Nonostante tali pronunce, la circostanza rappresentata dalla proposizione di appello avverso tali sentenze, dimostra che l’obbligo è però ancora vigente e che verrà meno solo il 31/10/2005, così creando una disparità di trattamento con quelle sentenze non impugnate; ed ancora oltre a tali dubbi deve aggiungersi la “singolarità” di norme incriminatrici che disciplinano tale obbligo e che sono sottoposte  a termine di decadenza e con effetti in grado di “travolgere” anche le sentenze di condanna nel frattempo intervenute.


Ebbene ci si auspica un intervento normativo in grado di dipanare la matassa e riportare equità.


Allo stato risultano presentati degli appositi disegni di legge, nei quali si delinea l’alternativa tra l’espressa abrogazione del reato e la declatoria di amnistia per tale reato (disegni di legge nn. 2663 e 2645 della XIV legislatura).


in attesa della “data fatidica” il panorama dei Tribunali e delle Corti d’Appello è molto vario: la maggior parte dei giudici di merito si sta limitando a circoscrivere il problema concedendo il beneficio della sospensione condizionale della pena, altri come il Tribunale di Barletta, si sono orientati in maniera più “progressista” ritenendo il reato non più previsto dalla legge come reato.


Avv. Roberta Schiralli


Massma della Suprema Corte


Corte di Cassazione – sez. I penale – sentenza 10 febberaio – 31 marzo 2005 n. 12316
(Presidente: Gemelli; Relatore: Pepino; PM: conforme – Cedrangolo; ricorrente: PG in proc. Caruso)


La Massima: Militari-servizio militare -rifiuto del servizio di leva per motivi di coscienza – sospensione del servizio di leva prevista dagli articoli 1 e 3 L. 331/2000, 7 del Dlgs 215/01 e art. 1 L. 226/04 – Equiparazione tra sospensione e abolizione del servizio di leva – abolizione del servizio di leva a decorrere dal 31 ottobre 2005 – Abrogazione  di norme integratrici della fattispecie incrinatrice del rifiuto del servizio militare per motivi di coscienza – applicazione della fattispecie dell’abolitio criminis di cui all’art. 2 comma 2 c.p. – non punibilità delle precedenti condotte di rifiuto del servizio militare e cessazione degli effetti penali delle condanne eventualmente intervenute. (legge 230/98 art. 14 commi 1 e2; legge 331/00 art. 1 comma 6, e 3; Dlgs 215/01 art. 7; legge 226/04 art. 1; art. 2 comma 2 C.P.).dalle disposizioni contenute nel  Dlgs 215/01 art. 7 comma 1 e nella legge 226/04 art. 1, di attuazione degli artt. 1, comma 6, e 7 della legge 331/00, risulta che il servizio militare di leva è stato abolito, così dovendosi ritenere l’improprio termine “sospeso” utilizzato dalla norma, a decorrere dal 31/10/2005 (data di cessazione del servizio militare dell’ultimo contingente chiamato alle armi il 31/12/2004).

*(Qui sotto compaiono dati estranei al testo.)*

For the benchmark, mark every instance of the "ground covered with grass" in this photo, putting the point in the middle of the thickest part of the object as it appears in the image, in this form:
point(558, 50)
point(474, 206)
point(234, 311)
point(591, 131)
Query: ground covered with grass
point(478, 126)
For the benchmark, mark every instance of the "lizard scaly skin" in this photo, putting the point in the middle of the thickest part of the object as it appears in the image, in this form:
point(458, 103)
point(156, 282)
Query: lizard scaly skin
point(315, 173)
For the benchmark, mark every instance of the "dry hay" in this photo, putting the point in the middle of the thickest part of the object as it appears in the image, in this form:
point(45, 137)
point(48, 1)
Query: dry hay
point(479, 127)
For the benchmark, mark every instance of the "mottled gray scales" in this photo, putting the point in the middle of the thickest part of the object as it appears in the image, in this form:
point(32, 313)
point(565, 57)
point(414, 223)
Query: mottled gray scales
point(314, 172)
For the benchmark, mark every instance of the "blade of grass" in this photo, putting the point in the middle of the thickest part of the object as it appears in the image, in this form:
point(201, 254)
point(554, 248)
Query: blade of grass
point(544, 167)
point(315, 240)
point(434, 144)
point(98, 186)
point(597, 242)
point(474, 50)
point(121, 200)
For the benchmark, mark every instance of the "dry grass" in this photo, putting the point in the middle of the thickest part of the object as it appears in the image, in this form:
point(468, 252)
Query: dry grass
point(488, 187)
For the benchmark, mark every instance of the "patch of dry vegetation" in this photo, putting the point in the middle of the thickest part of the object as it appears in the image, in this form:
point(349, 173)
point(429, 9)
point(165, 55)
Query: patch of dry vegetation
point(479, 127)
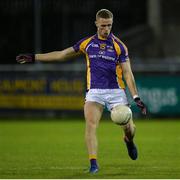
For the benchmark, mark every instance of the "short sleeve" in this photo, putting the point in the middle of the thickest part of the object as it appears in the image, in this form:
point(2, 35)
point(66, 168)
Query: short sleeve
point(81, 45)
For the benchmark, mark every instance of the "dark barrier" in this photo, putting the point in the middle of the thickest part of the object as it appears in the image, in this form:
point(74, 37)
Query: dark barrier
point(64, 90)
point(161, 93)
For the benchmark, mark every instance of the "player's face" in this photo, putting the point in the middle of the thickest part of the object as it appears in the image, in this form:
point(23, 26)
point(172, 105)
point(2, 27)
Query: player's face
point(104, 26)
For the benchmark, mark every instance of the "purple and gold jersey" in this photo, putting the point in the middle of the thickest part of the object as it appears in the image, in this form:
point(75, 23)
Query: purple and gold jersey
point(103, 56)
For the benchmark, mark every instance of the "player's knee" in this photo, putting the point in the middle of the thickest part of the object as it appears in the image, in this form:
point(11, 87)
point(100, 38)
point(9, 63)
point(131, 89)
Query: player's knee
point(121, 114)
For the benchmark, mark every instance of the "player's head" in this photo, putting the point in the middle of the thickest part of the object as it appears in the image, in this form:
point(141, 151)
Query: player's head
point(104, 21)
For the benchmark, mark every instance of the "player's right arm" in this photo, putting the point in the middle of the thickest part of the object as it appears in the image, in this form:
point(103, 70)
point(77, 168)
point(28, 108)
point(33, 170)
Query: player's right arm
point(48, 57)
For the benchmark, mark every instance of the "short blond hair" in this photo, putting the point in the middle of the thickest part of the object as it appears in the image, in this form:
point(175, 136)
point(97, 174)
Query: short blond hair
point(104, 13)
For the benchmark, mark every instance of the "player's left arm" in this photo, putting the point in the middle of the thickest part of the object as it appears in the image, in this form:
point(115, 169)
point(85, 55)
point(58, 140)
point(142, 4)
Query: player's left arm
point(130, 81)
point(129, 77)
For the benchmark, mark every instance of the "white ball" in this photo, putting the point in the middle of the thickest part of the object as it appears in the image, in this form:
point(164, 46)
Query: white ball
point(121, 114)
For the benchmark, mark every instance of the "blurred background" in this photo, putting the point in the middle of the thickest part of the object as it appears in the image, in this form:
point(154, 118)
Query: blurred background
point(149, 28)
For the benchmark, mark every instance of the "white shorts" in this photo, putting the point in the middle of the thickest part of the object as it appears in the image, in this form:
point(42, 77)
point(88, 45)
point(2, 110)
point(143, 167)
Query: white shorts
point(107, 97)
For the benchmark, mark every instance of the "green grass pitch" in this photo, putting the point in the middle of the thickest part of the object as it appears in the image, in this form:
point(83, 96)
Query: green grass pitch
point(56, 149)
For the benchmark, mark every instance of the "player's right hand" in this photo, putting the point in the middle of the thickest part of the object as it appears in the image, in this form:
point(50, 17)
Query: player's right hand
point(25, 58)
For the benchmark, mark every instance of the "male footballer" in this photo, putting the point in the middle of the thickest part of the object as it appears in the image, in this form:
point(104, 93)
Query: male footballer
point(107, 61)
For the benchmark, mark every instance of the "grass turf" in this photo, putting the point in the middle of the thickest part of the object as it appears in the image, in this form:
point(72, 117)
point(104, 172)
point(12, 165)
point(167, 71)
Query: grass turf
point(56, 149)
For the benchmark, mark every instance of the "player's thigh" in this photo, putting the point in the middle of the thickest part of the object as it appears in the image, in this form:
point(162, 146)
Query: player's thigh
point(93, 111)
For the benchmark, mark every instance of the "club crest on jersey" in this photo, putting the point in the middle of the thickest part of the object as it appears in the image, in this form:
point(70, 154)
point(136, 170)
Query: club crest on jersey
point(102, 46)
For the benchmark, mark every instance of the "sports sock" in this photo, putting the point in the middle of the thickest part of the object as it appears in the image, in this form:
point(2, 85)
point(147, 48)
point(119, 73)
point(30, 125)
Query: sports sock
point(93, 162)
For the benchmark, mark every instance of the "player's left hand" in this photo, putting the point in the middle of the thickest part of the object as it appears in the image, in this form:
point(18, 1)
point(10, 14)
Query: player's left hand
point(25, 58)
point(141, 105)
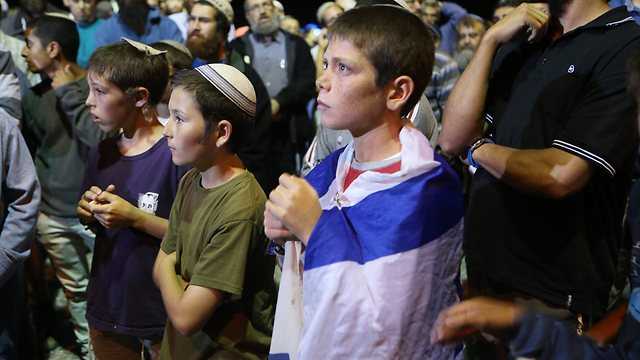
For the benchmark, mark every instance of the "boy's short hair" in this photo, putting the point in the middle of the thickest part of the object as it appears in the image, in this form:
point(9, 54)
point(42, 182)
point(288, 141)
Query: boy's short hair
point(222, 22)
point(61, 30)
point(215, 106)
point(177, 54)
point(127, 68)
point(395, 41)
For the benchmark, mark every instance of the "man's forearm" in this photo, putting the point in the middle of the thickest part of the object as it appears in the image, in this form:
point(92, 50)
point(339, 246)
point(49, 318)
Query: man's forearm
point(462, 120)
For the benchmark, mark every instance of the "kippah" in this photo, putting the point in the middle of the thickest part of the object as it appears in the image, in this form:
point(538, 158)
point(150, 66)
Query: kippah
point(148, 50)
point(178, 46)
point(224, 6)
point(233, 84)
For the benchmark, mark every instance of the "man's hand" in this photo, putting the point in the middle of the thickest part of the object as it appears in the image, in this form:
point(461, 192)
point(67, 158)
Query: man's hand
point(295, 205)
point(63, 76)
point(112, 211)
point(532, 19)
point(475, 315)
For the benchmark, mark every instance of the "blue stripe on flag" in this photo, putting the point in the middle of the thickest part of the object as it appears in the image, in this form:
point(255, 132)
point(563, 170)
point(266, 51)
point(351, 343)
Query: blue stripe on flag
point(433, 200)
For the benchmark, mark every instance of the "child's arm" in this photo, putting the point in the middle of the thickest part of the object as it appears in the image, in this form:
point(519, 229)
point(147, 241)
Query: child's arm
point(112, 211)
point(188, 309)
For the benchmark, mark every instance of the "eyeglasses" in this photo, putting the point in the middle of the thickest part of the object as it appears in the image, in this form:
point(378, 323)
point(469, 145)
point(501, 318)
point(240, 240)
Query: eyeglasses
point(267, 5)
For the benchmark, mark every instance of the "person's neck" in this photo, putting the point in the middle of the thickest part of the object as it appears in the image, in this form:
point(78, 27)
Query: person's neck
point(579, 13)
point(379, 143)
point(223, 167)
point(140, 134)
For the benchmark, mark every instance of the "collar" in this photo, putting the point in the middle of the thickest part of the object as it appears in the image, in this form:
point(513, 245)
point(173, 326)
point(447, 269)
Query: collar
point(611, 18)
point(277, 37)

L’art. 1 comma 6 della L. 331/2000, deve essere considerato norma integratrice del precetto penale e con riferimento alle situazioni da esso disciplinate trova applicazione l’art. 2 comma 2 del codice penale. L’abolizione del servizio di leva si pone come elemento esterno che ridisegna e abroga la fattispecie legale del rifiuto del servizio militare di leva, eliminando il disvalore sociale della condotta incriminata. Da ciò consegue la non punibilità della condotta di chi, in precedenza e allorchè detto servizio militare era obbligatorio, ha rifiutato di prestarlo, ovvero la cessazione dell’esecuzione e degli effetti penali della condanna eventualmente intervenuta (in Guida al Diritto n. 26/05 pg. 47 e ss.).